La Fondation Bally s’impose à Lugano comme une nouvelle destination incontournable
La Fondation Bally s’installe au cœur d’une exceptionnelle villa sur les rives du lac Lugano et s’impose déjà avec sa première exposition ”Le Lac Inconnu” comme un lieu incontournable.
par Thibaut Wychowanok.
Close your eyes. L’inscription en vinyle noir apparaît sur la vaste baie vitrée de la villa Heleneum embrassant le sublime lac Lugano. Mais pourquoi fermerait-on les yeux face à un tel paysage ? L’injonction est de l’artiste Haim Steinbach. Elle ouvre la première exposition de la fondation Bally imaginée par sa nouvelle directrice, Vittoria Matarrese. Steinbach collectionne depuis des années des morceaux de textes qu’il transfère habituellement sur des murs. Sorties de leur contexte, ces phrases reprogramment notre vision et notre compréhension des lieux d’exposition. Elles nous invitent à de nouvelles règles du jeu et à “voir” autrement.

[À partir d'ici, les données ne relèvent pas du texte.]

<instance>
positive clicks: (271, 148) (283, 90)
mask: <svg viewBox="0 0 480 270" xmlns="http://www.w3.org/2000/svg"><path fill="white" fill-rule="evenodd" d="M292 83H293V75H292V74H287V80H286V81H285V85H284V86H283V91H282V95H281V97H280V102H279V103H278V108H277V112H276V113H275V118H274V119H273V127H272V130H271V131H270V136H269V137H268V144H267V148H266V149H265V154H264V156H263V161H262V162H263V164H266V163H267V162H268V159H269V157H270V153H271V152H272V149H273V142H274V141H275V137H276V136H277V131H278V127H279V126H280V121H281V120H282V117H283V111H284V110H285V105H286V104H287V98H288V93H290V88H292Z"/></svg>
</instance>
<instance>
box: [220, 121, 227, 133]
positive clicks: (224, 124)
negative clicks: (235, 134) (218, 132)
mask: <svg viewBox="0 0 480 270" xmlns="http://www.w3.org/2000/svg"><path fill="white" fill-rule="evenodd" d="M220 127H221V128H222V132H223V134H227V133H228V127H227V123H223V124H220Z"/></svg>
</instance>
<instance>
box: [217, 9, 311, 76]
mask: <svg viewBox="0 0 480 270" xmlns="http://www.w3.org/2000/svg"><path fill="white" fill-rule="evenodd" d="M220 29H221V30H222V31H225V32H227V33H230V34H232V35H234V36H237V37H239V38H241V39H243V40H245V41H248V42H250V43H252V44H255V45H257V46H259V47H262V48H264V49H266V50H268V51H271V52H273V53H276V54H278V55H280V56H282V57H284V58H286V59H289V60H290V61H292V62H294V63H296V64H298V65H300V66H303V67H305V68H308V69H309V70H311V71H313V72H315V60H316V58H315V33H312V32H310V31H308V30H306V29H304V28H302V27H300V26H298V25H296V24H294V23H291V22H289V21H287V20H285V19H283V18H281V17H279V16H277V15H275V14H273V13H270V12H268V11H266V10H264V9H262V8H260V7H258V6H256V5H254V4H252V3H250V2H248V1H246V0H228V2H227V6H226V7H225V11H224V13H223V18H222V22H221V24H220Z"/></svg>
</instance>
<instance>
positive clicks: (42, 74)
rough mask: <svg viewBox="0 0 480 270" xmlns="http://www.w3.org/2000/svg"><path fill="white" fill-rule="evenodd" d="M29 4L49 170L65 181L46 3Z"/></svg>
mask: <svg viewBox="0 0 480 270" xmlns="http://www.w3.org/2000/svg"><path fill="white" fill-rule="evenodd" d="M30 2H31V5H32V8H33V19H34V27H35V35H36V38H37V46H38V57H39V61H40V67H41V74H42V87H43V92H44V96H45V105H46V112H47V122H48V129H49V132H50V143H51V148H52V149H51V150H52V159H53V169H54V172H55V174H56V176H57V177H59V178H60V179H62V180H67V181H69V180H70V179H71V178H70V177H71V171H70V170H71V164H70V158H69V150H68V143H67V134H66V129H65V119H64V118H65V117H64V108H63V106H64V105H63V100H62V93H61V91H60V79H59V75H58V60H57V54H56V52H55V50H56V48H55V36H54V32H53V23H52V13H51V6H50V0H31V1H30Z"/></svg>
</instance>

Ici, il faudrait abandonner quelques instants notre fascination pour l’environnement fantastique qui s’offre au regard. Il est question désormais de fermer les yeux pour plonger dans notre paysage intérieur et expérimenter les visions mentales du lac imprimées dans notre mémoire. C’est tout le programme de ce “lac inconnu” imaginé par Vittoria Matarrese : laisser pénétrer le lac à l’intérieur de la villa et de notre esprit et inviter à l’expérience des sensations procurées. Avant d’être le titre de l’exposition, l’expression issue du roman Le Temps retrouvé de Marcel Proust y désignait alors l’inconscient, celui de nos pensées et émotions les plus profondément enfouies. Elles émergent tout au long du parcours de la villa Heleneum, lieu d’une poésie folle et parfait écrin pour le projet – et inversement.
Sur un mur d’écrans, face au lac, la vidéo d’Emilija Skarnulyte nous plonge en immersion totale dans les eaux du golfe de Naples où une sirène-archéologue (l’artiste lituanienne) explore les fonds marins et les ruines d’une civilisation disparue. Pris entre deux eaux, le lac et la mer, le visiteur navigue lui-même dans la contemplation douce et méditative avant de laisser poindre les sensations vertigineuses d’une fin possible du monde. Les vestiges sont-ils ceux de notre époque de crise climatique ? Parmi la vingtaine d’artistes internationaux réunis, dont certaines stars comme Philippe Parreno et Rebecca Horn, les deux toiles d’Oliver Beer frappent en fin de parcours. L’Anglais a enregistré les sons du lac Lugano avant de les projeter via des enceintes sur la toile. Les vagues sonores dispersent alors les pigments secs en poudre préalablement disposés.
L’inconscient du lac, sa musique intime, prend alors une forme physique fascinante. Avec Mel O’Callaghan, le bâtiment semble lui-même respirer de son environnement. Ses capsules en cristal presque transparentes reflètent et déforment l’espace, les corps et le paysage en matière quasi liquide. Tout y est réuni, éthéré, extase et hallucination à l’image de cette première exposition d’une rare intelligence (du lieu et sur l’art contemporain le plus actuel) et d’une exceptionnelle sensibilité. Après dix-sept ans d’existence, la fondation Bally passe définitivement à la vitesse supérieure, autant par son lieu que par sa programmation.
Le Lac inconnu à la fondation Bally, Lugano. Jusqu’au 24 septembre.